Some foods break down in the body very rapidly while others do not. The foods that break down too quickly will cause the body to be overwhelmed by glucose causing a flood of the hormone insulin to be released from the pancreas. The insulin will automatically send everything to the fat cells, bypassing energy creation which results in a vicious cycle and weight gain. The more insulin that is released, the less food will be converted to energy. The less food that is converted for energy the more the body will need to eat.

Slower digesting foods do not cause this sugar rush/insulin surge and can be more effectively dealt with by the body. Foods that are easy to digest include simple carbohydrates (cakes, pies, cookies, candies and sodas) and fats. Complex carbohydrates and proteins are harder to digest by the body, requiring far more work. It is important then that the diet be made up of mostly these foods eliminating as much of the white sugars, white flours and overly processed foods as possible.

While fruits and vegetables are a healthy part of the diet, fruit juices can be a problem especially if they are consumed on a regular basis. They require no energy to consume and can shoot the blood glucose level up very fast- juices should be kept to a minimum with fresh fruit being the better suggestion. Whole fruit includes fiber which is necessary for the healthy diet as well and is lower in calories than the average glass of juice.

Two Diabetics and Their New Attitudes: Case Studies

Michelle has Type I diabetes, she was diagnosed at age four. Donna, her best friend, has recently been diagnosed with Type I diabetes. Both women have gone through a number of ups and downs in their lives, including a bout of gestational diabetes for Donna. Because of her own status, Michelle has opted not to have children. Michelle has an automatic port inserted in her abdominal skin so that she does not have to continually give herself injections.

Donna ignored her doctor’s warnings- she had a number of risk factors including family history, her own history of gestational diabetes, (It is thought by most that this is more a pre-diabetic condition) and her weight. A bout with kidney disease may have also been a clue that she was at risk for diabetes. At this time, Donna, a mother with a young child, is only going to need to use medications to keep her blood sugar in check, however she has been warned that if she does not do more she will be progressing to insulin in a matter of time.

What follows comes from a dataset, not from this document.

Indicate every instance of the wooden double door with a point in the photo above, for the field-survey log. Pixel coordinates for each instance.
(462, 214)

Donna and Michelle agree to work together- learning to eat healthy foods and to get more exercise. In addition to adding more fruits and vegetables to their diets, they will both be using a liquid protein supplement as a between meal snack. Using the supplement keeps them from being hungry throughout the day and keeps blood sugar levels even and stabilized so there is no blood sugar risk that can be problematic not only for diabetics but for others as well.